Well, in Dodd’s latest caper, it turns out that he purchased an estate in Ireland in partnership with one Mr. Edward Downe. This Downe pleaded guilty to securities fraud in the early 1990s and had to pay $11 million in civil penalties, along with taking a felony rap. (Downe was pardoned by President Clinton at the behest of Dodd in 2001.) In 1994, Downe’s business partner, William Kessinger, bought two-thirds of the estate (then valued at $160,000) with Dodd, Downe signing the deed as witness.
Kessinger sold his majority share to Dodd in 2002 for $122,3512, meaning that his gain was only slightly more than 2% per year for the time he held onto his share, at a time when Irish property was quadrupling in value. A cottage similar to the one Dodd now fully owns is now on sale at a price four times higher than Dodd’s highest declared appraisal (in his Senate financial disclosure documents). All very cozy indeed.
Turning next to the House of Representatives, we find that Rep. Maxine Waters (D-CA), who serves on the House Financial Services Committee, has had extensive ties to a bank in her district, OneUnited Bank, while also doing favors for it. The ties include her direct ownership of a quarter to a half million dollars of its stock, and her husband (Sidney Williams) owning a similar amount as well as serving on its board of directors (also receiving cash payments from the bank in the same range). Meanwhile, executives at the bank have donated over $12,000 to Waters’ election campaigns.

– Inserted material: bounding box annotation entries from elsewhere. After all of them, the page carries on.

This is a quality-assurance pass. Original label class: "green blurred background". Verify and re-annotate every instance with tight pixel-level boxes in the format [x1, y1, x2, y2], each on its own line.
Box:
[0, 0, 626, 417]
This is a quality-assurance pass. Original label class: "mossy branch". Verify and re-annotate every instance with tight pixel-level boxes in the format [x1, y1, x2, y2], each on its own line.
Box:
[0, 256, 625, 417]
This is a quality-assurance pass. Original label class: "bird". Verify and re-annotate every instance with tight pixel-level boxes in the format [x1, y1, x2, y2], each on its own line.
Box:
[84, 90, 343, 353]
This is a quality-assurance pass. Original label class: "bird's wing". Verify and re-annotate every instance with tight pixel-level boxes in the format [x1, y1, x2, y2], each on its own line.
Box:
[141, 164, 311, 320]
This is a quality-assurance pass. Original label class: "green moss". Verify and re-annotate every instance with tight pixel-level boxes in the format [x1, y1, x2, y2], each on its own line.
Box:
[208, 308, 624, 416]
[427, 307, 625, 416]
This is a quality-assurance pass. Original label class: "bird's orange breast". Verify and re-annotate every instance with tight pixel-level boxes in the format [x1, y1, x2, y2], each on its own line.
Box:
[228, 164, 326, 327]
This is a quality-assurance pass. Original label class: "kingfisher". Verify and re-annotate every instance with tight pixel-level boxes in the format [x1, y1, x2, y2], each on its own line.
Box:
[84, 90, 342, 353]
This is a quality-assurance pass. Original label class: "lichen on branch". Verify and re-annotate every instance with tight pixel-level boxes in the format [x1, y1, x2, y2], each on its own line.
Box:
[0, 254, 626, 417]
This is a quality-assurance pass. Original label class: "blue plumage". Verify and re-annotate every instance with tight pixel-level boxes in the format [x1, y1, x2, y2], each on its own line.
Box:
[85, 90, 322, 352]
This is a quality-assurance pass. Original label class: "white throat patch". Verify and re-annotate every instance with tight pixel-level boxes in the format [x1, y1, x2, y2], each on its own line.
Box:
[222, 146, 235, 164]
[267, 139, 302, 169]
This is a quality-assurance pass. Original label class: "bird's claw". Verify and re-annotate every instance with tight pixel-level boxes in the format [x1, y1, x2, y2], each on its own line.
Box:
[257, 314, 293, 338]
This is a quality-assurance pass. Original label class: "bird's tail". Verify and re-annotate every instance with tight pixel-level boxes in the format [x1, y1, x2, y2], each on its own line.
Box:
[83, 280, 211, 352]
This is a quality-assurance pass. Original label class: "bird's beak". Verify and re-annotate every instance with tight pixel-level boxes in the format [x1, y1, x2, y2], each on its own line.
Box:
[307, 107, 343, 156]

Waters has used her position to work on behalf of OneUnited, which through various acquisitions has grown to be (it claims) the largest African-American-owned bank in the country. She pushed regulators to prevent minority-owned banks from being taken over by “white-owned” banks, and pushed the FDIC to do the same. The particular focus of her ire was the fact that a “major white bank” based in Illinois (FBOP Bank) was trying to take over African-American- owned Independent Bank of Washington, DC, and another such bank, apparently Family Savings Bank of Los Angeles. It turns out that OneUnited had tried to take over both banks at various times. In 2002, after her intervention, FBOP Bank backed out of the acquisition and let OneUnited take over Family Savings Bank.
More recently, Waters made a call to the Treasury Department, urging it to provide capital for OneUnited, which lost most of its own capital when its investments in Freddie Mac and Fannie Mae evaporated, when they were taken over by the Feds. The Treasury Department did indeed wind up bailing out the bank with TARP money. All very cozy as well.
Neither of these stories made any news. After all, they don’t fit the mainstream-media metanarrative of altruistic, nay, noble leftist solons trying to combat the greed of Wall Street.